A Novel Algorithm for Personalized Federated Learning: Knowledge Distillation with Weighted Combination Loss
Hengrui Hu, Anai N. Kothari, Anjishnu Banerjee
TL;DR
The paper addresses non-IID data challenges in federated learning by introducing pFedKD-WCL, a personalized FL method that combines knowledge distillation with a weighted combination loss within a bi-level optimization framework. The global model serves as a teacher to guide local personalization, while local updates inform the global model through KL-based alignment, balancing convergence and personalization. Empirical results on MNIST and a synthetic non-IID dataset show that pFedKD-WCL achieves higher accuracy and faster convergence than FedAvg, FedProx, Per-FedAvg, and pFedMe, with performance dependent on model complexity and KD weight. This work provides a robust, privacy-preserving pathway for adapting federated models to heterogeneous client data, highlighting the need for adaptive KD weighting in more scalable deployments.
Abstract
Federated learning (FL) offers a privacy-preserving framework for distributed machine learning, enabling collaborative model training across diverse clients without centralizing sensitive data.

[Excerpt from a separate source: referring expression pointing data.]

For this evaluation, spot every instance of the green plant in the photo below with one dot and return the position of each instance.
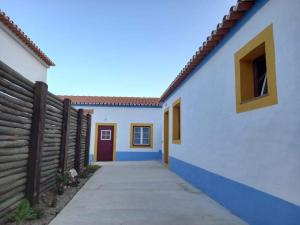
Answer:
(62, 178)
(25, 212)
(84, 173)
(93, 168)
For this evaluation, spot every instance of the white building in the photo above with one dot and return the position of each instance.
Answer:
(123, 128)
(233, 114)
(19, 53)
(230, 121)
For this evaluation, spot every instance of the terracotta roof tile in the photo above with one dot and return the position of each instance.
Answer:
(235, 14)
(113, 101)
(10, 25)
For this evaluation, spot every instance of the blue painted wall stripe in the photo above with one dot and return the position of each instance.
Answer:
(253, 206)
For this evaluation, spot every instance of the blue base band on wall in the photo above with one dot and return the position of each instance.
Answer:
(138, 156)
(253, 206)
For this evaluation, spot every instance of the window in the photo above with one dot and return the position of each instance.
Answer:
(255, 73)
(176, 126)
(105, 135)
(141, 135)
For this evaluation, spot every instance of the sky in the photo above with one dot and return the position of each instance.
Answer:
(116, 47)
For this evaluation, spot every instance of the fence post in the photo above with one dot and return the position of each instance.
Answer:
(87, 140)
(78, 140)
(65, 135)
(36, 141)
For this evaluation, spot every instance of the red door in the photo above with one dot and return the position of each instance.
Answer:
(105, 143)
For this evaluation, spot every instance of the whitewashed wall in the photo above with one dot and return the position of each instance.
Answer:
(123, 117)
(259, 148)
(20, 58)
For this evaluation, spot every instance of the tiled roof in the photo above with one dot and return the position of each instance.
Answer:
(235, 14)
(24, 38)
(112, 101)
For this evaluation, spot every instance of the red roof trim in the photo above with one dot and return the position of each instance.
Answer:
(235, 14)
(112, 101)
(24, 38)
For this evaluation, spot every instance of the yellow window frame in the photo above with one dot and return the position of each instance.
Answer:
(132, 125)
(264, 38)
(176, 122)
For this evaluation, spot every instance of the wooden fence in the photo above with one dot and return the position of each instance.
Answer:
(39, 135)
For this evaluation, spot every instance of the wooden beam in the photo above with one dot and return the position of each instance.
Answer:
(36, 141)
(78, 141)
(87, 141)
(65, 135)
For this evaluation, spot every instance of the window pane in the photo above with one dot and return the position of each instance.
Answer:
(146, 141)
(137, 129)
(137, 141)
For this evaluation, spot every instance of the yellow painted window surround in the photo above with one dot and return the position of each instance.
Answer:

However, statistical heterogeneity, characterized by non-independent and identically distributed (non-IID) client data, poses significant challenges, leading to model drift and poor generalization. This paper proposes a novel algorithm, pFedKD-WCL (Personalized Federated Knowledge Distillation with Weighted Combination Loss), which integrates knowledge distillation with bi-level optimization to address non-IID challenges. pFedKD-WCL leverages the current global model as a teacher to guide local models, optimizing both global convergence and local personalization efficiently. We evaluate pFedKD-WCL on the MNIST dataset and a synthetic dataset with non-IID partitioning, using multinomial logistic regression and multilayer perceptron models. Experimental results demonstrate that pFedKD-WCL outperforms state-of-the-art algorithms, including FedAvg, FedProx, Per-FedAvg, and pFedMe, in terms of accuracy and convergence speed.